But is it also being used to camouflage a decade of central bankers monetary policy mistakes?

Renegade Inc. host, Ross Ashcroft, met up with entrepreneur and CEO of State of Flux Alan Day and hedge fund manager and investor Mitch Fierstein to discuss how the Corona virus will affect the world’s supply chains.

Vulnerable to disruption

The former emphasizes the extent to which organisations are likely to be impacted by what is, in reality, an interconnected supply chain and how unprepared they are for a Corona virus pandemic which, claims the entrepreneur, is currently only being dealt with through an internal lens. “On top of that”, says Day, “95 percent of the Fortune 1000 use a supplier either in Tier 1, so directly, or Tier 2 from China. So there’s gonna be a major effect rippling through the supply chain.”

The potentially catastrophic impact on, for example, the food and medical supply chains resulting from the pandemic, is awakening people to the fact of just how vulnerable the system is to these kinds of major disruptions.
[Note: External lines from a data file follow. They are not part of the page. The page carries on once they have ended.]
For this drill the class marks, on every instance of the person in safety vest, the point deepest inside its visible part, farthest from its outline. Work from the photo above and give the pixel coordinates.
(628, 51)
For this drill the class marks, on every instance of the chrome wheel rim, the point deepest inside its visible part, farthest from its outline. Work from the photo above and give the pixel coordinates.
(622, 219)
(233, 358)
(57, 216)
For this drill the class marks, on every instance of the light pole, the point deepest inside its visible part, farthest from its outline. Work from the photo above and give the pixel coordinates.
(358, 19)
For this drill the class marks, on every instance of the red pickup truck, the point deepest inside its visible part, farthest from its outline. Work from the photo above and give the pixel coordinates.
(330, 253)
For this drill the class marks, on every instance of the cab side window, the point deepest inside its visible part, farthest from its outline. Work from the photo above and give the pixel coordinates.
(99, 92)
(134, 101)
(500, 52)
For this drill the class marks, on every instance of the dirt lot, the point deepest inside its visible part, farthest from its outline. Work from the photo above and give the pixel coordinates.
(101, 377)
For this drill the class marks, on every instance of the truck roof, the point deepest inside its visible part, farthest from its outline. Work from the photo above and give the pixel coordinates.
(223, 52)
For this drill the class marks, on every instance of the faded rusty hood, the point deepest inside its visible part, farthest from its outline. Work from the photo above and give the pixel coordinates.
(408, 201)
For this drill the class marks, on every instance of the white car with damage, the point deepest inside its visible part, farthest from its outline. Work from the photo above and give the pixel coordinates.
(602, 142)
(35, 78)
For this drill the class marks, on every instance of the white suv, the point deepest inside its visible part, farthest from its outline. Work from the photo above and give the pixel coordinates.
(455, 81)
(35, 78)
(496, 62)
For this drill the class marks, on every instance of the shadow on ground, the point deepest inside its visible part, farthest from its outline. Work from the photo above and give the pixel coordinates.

Mitch Fierstein argues that the current crisis represents a trigger moment culminating in a four decades-long misinformation campaign symptomatic of the media’s increasing consolidation over that period of time. The investor claims that the onset of the virus has provided central bankers, politicians, economists and policymakers with a convenient scapegoat for their own irresponsible actions and failings that underpin a zombie economy.

Fault-lines

A key factor that undermines confidence relates not only to the potential for holes in the system wrought by the consequences of a global pandemic on markets, but also with regards to corporate complacency in terms of due diligence given to supply chains – a fault-line that Day claims already exists: “Most organizations don’t focus on their supply chain but on delighting their customers. I think the ones that are on top of it get it, but that’s minuscule.” Day says that “pretty consistently it’s been about nine to 10 percent of companies would be in what we call the leaders in that area.”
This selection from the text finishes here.